Forget all you know about 1960s Brazilian music - Gilberto Gil and co. - and let’s dive right into 1964 Dayton, Florida, where we’ll find a young Tim Maia getting busted for smoking pot in a stolen car. Cue to 1970s Brazil where a freshly deported Maia spearheads a new Afro-Brazilian movement, flavored by the modern Black music he brought back from the U.S. Think soul over bossa, funk over samba, shake well and serve with a tab of acid.
Strut's compilation of glittering gems from Soweto, South Africa's lavish music scene of the 60s and 70s is a true joy to behold. The collection marks the crossroads where rural Zulu music, soul, funk and jazz meet in a glorious profusion during the apartheid era leading up to the region's turbulent uprising of 1976. The sound of joy, vigor and fire - soaring and immensely beautiful.
Beach House’s bleary-eyed dream pop is a soothing after-sun for the mind.
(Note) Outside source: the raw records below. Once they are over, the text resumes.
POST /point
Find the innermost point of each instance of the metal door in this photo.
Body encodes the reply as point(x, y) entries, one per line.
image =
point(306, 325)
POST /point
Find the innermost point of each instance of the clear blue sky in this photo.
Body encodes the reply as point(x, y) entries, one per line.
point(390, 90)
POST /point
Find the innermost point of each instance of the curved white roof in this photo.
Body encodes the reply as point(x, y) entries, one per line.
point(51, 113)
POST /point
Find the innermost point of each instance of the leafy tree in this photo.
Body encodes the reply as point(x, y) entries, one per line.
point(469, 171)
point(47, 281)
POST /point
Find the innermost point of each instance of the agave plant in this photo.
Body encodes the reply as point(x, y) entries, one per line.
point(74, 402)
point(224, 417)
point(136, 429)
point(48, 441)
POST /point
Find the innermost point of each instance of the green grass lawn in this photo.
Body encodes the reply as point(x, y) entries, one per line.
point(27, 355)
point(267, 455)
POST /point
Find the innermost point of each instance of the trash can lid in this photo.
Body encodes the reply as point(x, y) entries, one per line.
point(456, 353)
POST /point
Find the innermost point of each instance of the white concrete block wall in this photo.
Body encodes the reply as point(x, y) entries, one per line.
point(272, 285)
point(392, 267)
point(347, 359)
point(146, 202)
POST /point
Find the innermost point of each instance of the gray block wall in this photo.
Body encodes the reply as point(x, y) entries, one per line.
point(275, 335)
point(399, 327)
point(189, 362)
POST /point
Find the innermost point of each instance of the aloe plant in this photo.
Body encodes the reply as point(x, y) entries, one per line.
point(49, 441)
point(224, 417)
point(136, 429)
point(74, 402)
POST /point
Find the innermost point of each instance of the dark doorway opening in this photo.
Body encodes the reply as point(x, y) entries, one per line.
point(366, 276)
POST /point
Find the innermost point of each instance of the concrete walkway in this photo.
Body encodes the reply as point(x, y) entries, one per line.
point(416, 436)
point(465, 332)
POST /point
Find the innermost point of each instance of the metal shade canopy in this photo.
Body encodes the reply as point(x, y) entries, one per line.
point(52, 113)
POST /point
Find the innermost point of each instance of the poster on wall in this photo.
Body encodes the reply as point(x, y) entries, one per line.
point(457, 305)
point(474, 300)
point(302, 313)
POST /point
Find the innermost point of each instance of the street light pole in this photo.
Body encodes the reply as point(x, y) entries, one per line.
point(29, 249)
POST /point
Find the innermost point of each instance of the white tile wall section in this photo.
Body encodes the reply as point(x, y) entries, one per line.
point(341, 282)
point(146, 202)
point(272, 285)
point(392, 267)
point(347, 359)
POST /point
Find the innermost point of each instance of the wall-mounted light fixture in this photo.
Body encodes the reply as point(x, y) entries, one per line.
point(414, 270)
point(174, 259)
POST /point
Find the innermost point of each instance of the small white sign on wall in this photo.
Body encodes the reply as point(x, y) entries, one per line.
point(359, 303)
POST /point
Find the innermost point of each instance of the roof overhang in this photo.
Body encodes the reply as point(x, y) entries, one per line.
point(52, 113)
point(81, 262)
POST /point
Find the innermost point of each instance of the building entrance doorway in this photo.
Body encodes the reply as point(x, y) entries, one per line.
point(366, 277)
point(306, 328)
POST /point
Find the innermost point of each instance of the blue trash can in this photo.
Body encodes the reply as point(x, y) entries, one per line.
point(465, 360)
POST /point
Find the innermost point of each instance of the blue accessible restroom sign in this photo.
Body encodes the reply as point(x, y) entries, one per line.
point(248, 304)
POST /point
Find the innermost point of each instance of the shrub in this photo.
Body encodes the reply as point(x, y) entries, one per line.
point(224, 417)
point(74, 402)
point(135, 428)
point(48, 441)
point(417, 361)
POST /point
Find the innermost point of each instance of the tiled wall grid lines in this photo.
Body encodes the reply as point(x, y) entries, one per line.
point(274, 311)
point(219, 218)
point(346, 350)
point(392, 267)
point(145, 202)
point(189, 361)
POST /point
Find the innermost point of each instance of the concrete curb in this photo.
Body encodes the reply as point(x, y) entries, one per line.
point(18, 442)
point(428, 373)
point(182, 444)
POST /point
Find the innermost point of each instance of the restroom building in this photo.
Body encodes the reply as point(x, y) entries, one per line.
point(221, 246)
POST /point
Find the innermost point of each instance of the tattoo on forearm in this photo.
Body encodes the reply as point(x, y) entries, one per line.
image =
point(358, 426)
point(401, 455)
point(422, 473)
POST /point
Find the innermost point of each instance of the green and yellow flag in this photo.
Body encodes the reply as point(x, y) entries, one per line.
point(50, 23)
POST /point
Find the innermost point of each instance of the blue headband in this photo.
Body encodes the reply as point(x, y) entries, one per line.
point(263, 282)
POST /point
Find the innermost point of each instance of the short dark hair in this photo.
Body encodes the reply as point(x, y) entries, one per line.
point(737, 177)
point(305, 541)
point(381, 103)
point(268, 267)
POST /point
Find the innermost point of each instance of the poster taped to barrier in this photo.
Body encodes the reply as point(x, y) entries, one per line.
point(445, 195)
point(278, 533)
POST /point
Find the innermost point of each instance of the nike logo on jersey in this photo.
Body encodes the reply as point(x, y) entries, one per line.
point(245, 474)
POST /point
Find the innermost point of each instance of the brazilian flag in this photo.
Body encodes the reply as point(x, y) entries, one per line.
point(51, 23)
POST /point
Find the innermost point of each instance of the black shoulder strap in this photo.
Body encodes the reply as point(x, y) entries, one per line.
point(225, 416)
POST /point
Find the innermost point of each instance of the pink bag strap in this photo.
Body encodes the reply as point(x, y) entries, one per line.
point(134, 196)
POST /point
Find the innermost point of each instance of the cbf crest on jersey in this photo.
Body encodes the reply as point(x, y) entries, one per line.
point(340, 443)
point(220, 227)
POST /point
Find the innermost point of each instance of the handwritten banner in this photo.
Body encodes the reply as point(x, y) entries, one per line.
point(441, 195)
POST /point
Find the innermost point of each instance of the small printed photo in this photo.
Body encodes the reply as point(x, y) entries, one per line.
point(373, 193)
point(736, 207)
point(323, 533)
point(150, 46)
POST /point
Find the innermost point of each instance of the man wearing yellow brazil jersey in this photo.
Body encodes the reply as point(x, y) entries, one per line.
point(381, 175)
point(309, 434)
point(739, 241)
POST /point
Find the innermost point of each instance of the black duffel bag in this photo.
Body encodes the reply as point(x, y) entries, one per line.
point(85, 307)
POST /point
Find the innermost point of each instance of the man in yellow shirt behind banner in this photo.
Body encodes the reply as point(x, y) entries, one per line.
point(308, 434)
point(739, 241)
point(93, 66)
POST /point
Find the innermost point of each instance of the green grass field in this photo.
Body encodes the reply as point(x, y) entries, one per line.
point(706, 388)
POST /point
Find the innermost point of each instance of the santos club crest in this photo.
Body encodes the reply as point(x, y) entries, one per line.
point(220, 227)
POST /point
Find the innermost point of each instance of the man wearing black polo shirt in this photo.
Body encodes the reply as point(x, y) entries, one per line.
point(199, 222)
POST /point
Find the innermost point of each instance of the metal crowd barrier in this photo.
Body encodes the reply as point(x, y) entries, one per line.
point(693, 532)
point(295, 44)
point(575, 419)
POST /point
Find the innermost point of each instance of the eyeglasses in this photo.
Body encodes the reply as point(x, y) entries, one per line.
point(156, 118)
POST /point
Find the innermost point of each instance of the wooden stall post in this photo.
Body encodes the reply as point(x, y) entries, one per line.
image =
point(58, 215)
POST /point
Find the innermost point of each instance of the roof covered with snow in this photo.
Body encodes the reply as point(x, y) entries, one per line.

The cymbals crash like waves on a deserted beach in late-summer, when the shadows are longer, the air is cooler and the carefree excitement of the previous months is replaced with a sedated satisfaction. Victoria Legrand’s contralto voice feels more shadowy than anything peak season would have allowed, whilst Alex Scally provides the flickers of brilliance that keep the whole record warm and alight, like a campfire under the starry skies.
William Onyeabor's music would eventually become too funky for its own creator. Fearing the wrath of God, Onyeabor turned away from his music career at its height and refused to speak publicly about his past. Who Is William Onyeabor? is a shimmering mirage of a nearly forgotten Golden Age of Nigerian electro-funk that would sow influences in the likes of David Byrne, Damon Albarn, and James Murphy. The hypnotic propulsion of "Atomic Bomb" is the lonely soundtrack wallpaper you need sitting in your humid apartment, recalling the hedonistic parties of summers past.
One of the best albums of the 60’s and arguably one of the most loved albums ever. Whether you’re a bonafide ‘Californian Sound’ devotee, caught on via the obvious gem in your parents record collection, or simply fell in Love, Actually, after the 5731st rerun of the festive flick on ITV (people of the UK, you know what I’m talking about), you can’t help be swept up by the symphony, the hymn and the harmonies to die for. Do yourself a favour and get some summer sounds in your life, pet, because God Only Knows why you don’t already own this melodic masterpiece.